MEHMET REBİİ ÖZDEMİR
Eğitim-Sen Samsun şubesi tarafından sendikalarının emekli olan 50 üyesine Samsun Atakum Belediye başkanı Cemil Deveci, Disk Emekli-Sen Samsun şubesinin de katılımıyla dün akşam Tes-İş Samsun şubesinin toplantı salonunda şiir ve müzik dinletisinin ardından plaketleri takdim edildi. Plaketlerin teslim edilmesinin ardından da kokteyle katıldılar.
Plaketlerin takdiminden önce Samsun Eğitim Şube başkanı Ersin Gür, konuşmasına öğretmen ve yazar olan Fakir Baykurt’tan bir paragraf okudu.
“Buradan yürüyeceğiz, sokaklar aşınmayacak biliyoruz. Ama aşınacak yüzleri kaldıysa öğretmenleri hor görenlerin, onlara baskı yapanların, toplum ve ülkeyi eğitimden yoksun bırakanların, eğitimi ticaret sananların, halkı cahil bırakarak, ülkemizi sömürenlerin, suratları aşınacak, en gür sesimizle bağıracağız. İşitmezlerse bizi işiten halkımız işittirecek. Çünkü gelecek o yakın günler, o mutlu günler” diye haykırıyor Fakir Baykurt. 1969’da büyük eğitimci yürüyüşünde büyük usta öğretmenimiz, Fakir Baykurt’un sözleri bunlar. O günlerden bugünlere yarım asır geçmesine rağmen, eğitimin sorunları aynı sıcaklıkla aynı ciddiyetle hatta daha da toplumun merkezine yerleşerek devam etmektedir.”

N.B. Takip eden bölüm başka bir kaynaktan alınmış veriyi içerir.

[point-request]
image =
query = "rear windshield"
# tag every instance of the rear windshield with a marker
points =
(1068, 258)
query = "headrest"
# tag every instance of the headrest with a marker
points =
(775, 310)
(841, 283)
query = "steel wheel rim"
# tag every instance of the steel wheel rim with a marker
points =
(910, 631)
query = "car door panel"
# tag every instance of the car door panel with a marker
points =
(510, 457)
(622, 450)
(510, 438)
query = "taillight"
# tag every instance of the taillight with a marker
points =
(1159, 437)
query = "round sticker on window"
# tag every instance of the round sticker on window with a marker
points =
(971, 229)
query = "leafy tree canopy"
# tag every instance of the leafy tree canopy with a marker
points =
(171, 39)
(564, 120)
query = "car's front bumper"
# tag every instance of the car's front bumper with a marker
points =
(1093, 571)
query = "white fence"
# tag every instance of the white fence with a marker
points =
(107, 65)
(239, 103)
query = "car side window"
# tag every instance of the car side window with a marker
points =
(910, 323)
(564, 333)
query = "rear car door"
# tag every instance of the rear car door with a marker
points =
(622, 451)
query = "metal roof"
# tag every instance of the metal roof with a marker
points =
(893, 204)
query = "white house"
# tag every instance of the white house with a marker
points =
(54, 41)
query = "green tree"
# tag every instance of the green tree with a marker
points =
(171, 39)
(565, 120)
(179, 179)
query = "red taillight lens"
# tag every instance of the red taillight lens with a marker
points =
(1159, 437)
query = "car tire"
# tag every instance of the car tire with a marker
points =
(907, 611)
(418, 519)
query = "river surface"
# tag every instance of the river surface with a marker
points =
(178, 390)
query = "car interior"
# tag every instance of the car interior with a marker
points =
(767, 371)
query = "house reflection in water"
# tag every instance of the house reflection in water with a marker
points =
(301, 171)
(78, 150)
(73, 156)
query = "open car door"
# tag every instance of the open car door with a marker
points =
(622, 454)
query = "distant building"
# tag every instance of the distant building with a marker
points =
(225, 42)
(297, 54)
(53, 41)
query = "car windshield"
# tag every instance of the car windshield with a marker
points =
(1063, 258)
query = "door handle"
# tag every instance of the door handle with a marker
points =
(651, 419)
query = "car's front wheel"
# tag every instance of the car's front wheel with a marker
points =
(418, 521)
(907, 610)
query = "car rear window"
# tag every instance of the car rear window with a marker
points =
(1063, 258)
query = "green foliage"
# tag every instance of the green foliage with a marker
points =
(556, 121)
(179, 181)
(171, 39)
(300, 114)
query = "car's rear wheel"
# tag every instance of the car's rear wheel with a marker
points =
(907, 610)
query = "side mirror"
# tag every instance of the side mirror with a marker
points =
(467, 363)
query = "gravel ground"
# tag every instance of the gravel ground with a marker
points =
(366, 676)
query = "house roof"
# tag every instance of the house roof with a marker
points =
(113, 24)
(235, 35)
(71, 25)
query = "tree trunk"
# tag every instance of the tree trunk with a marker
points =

EĞİTİM VE ÖĞRETMENLİK PİYASALAŞTIRILIYOR!
Eğitimin kamusal halkçı yanını yok etmek istendiğini siyasi iktidar eğitimi piyasada alınır satılır bir hizmet haline getirildiğini ifade eden Eğitim_Sen Samsun Şube başkanı Ersin Gür, şunları söyledi.
“Türkiye’de öğretmenler, maalesef 5 Ekim Dünya Öğretmenler Günü’nü mesleğini itibarsızlaştıran, öğretmenlerin ekonomik sorunlarına çözüm üretmeyen, eşit işe eşit ücret ilkesini ortadan kaldıran, özlük haklarını zayıflatan, öğretmenler arasındaki ayrımcılığı ve eşitsizliği derinleştiren politika ve uygulamalarla karşılamaktadır. Eğitimin kamusal halkçı yanını yok etmek isteyen siyasi iktidar eğitimi piyasada alınır satılır bir hizmet haline getirmektedir. Türkiye ekonomisinde yaşanan ekonomik kriz AKP hükümetinin yaptığı tercihlerle daha da derinleşmiş. Krizin tüm yükünün çalışanların ve dar gelirlilerin üstüne yıkılması, tüm toplumsal kesimlerde olduğu gibi, sayıları bir milyonu aşkın eğitim ve bilim emekçisinin çalışma ve yaşam koşullarını ciddi şekilde olumsuz etkilemektedir. Öğretmenlerin, yardımcı personelin ve memurların aldıkları maaşlar, insanca bir yaşam seviyesinin yanına bile yaklaşamamaktadır. Güvencesizliğin, kuralsızlığın tehdidi altında yaşayan ücretli ve sözleşmeli öğretmenlerimizin; özel okul patronlarının insafına bırakılmış piyasa koşullarında ağır sömürü altında çalıştırılan özel sektör öğretmenlerimiz ve diğer eğitim emekçilerinin mesleki ekonomik ve özlük sorunlarını görmeyen duymayan Millî Eğitim Bakanlığı, eğitimin tüm başarısızlıklarını eğitim çalışanların üzerine yıkacak şekilde hareket etmektedir. Yapılan her düzenleme her söz öğretmenlerin mesleki itibarını zedeleyen bir anlayışla yapılmaktadır. Bugün sınav yaparak kariyer basamaklarını dayatan bu zihniyet, ÇEDES projesiyle de manevi danışman adıyla imamlardan ve din görevlilerinden oluşan bir kesimi okullarımızda görevlendirmek istenmesi mesleki itibarımıza yönelik bir saldırıdır.”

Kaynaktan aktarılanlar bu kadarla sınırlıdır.